There are three further events planned in Birmingham Bristol and Newcastle:
and there are extensive supporting resources online:
The day was crammed with activity and engaging discussion, guiding the delegates through the process of identifying challenges, and strategies to change. I took extensive notes with the aim of turning them into a blog summary, but there was just so much going on I realised I wasn’t going to do it justice.
I tweeted some highlights from the event, using the #jiscassess hashtag and got a number of responses, probably the most thought provoking was from @ahiggi:
“@Rob_work not that you need reminding but raise accessibility in assessment. alternative arrangements usually change the nature assessment”
This opened up a huge area of personalisation, and deep discussions around the capacity to provide alternative resources, and whether they can really be counted as equivalent, and was echoed by Dr Mark Russell as he talked about the links between assessment and learning.
Mark asked what sort of things would you do if you wanted to fail more students…
There were many suggestions:
-ask them to work in collaborative groups without guidance on their
-assess their grasp of a subject based on their spelling and grammar,
-don’t explain assessment criteria,
-write assessment in Sanskrit,
-provide feedback the day before an exam..
What struck me was how easy it was to identify ways to get students to fail assessments, and how they seem to map to solutions in the JISC view of the benefits of technology:
-Greater potential for dialogue, teacher:learner, learner:learner
-Immediacy and contingency (interactive tests)
-Authenticity through filmed, simulated or virtual world scenarios
-Speed and ease of data processing
-Opportunities to allow students to fail productively
-Enabling students to participate in actively assessing themselves.
I’ve rattled on here before about WHY I started using technology in my teaching, but it may be that it’s worth reiterating briefly. I used to teach the Entry level provision at an Agricultural college, and coordinate assessment on a two year National Proficiency Test Council Vocational Foundation Certificate scheme.
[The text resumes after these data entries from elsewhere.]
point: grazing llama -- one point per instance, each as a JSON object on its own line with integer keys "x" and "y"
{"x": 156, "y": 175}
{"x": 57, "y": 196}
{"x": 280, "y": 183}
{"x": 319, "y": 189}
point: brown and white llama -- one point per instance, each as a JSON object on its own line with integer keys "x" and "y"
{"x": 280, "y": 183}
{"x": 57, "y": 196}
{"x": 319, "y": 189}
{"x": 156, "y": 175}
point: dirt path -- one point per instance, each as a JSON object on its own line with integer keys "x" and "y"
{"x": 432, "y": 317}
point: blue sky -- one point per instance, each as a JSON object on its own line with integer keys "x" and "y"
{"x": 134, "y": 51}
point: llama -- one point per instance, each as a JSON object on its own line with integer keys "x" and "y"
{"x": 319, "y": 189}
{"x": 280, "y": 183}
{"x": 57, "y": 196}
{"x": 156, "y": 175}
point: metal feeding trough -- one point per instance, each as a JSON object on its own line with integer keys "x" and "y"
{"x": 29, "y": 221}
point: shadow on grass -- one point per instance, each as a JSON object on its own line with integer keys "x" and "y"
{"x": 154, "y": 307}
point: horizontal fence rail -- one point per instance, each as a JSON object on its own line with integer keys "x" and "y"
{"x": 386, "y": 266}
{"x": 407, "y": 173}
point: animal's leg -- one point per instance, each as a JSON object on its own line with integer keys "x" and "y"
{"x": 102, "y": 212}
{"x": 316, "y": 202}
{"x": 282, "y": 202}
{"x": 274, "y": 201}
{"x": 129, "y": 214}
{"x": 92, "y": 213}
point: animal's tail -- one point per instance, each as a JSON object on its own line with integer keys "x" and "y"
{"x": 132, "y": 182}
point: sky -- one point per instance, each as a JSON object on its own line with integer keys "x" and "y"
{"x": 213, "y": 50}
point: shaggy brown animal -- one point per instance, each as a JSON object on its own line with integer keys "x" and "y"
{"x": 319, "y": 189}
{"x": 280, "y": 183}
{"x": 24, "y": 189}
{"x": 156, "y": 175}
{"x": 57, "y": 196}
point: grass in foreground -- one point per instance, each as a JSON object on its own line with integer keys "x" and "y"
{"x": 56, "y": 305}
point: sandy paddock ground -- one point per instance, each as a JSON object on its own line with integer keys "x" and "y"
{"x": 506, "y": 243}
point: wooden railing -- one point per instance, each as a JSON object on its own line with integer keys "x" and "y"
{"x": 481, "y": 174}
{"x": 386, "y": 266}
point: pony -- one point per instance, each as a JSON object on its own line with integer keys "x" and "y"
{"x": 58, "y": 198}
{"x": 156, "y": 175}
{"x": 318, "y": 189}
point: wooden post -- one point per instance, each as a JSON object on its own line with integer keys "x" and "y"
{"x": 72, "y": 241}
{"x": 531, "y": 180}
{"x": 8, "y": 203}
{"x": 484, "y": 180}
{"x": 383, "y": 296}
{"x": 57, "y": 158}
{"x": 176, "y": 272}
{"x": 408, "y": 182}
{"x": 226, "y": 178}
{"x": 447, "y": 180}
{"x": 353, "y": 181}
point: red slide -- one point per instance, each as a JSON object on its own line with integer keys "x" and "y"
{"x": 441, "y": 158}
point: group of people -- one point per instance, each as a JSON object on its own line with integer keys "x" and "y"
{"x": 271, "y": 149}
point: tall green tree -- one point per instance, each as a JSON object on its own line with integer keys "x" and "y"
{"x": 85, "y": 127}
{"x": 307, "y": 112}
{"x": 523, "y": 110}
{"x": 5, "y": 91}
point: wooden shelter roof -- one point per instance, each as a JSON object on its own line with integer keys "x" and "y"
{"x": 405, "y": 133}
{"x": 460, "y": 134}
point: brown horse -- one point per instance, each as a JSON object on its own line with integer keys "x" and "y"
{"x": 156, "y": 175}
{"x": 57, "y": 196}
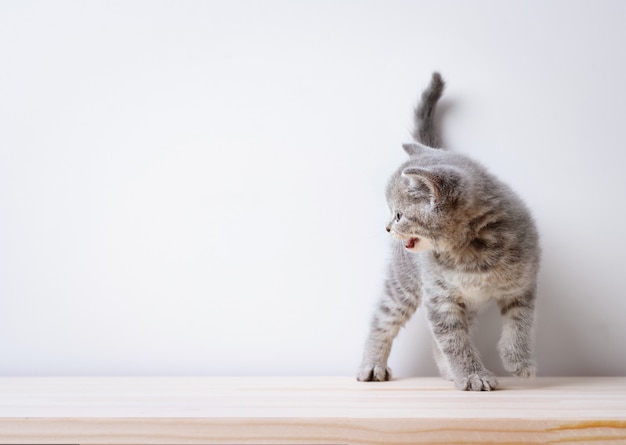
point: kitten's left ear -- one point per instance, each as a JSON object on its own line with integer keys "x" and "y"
{"x": 435, "y": 181}
{"x": 414, "y": 148}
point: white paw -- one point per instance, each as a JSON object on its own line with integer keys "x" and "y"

The course was very flexible, aiming to provide a range of routes for students who’d not had a great time at school, and was built around a great range of assessment opportunities.
The assessments were competence based activities, with performance criteria taken from NVQ units.
The assessments were ENTIRELY observation based, so the learner could get on with the activity, and the burden of assessment was on the tutors, the feedback was direct, and personal.
As the students progressed to full NVQ courses there was an obligation upon them to keep a portfolio of evidence, which they had to map to a full set of elements and performance criteria.
If you can’t write , or read, this is tricky.
It doesn’t mean you can’t effectively milk a cow or plough a field, but writing the evidence was a real issue.
The technological intervention that changed the process with these students was the Sony Mavica camera, they used floppy discs which the students could take out of the camera, meaning one camera could service many learners, and the discussions they prompted about WHAT they needed to record to prove they could do a task changed the way they viewed the task.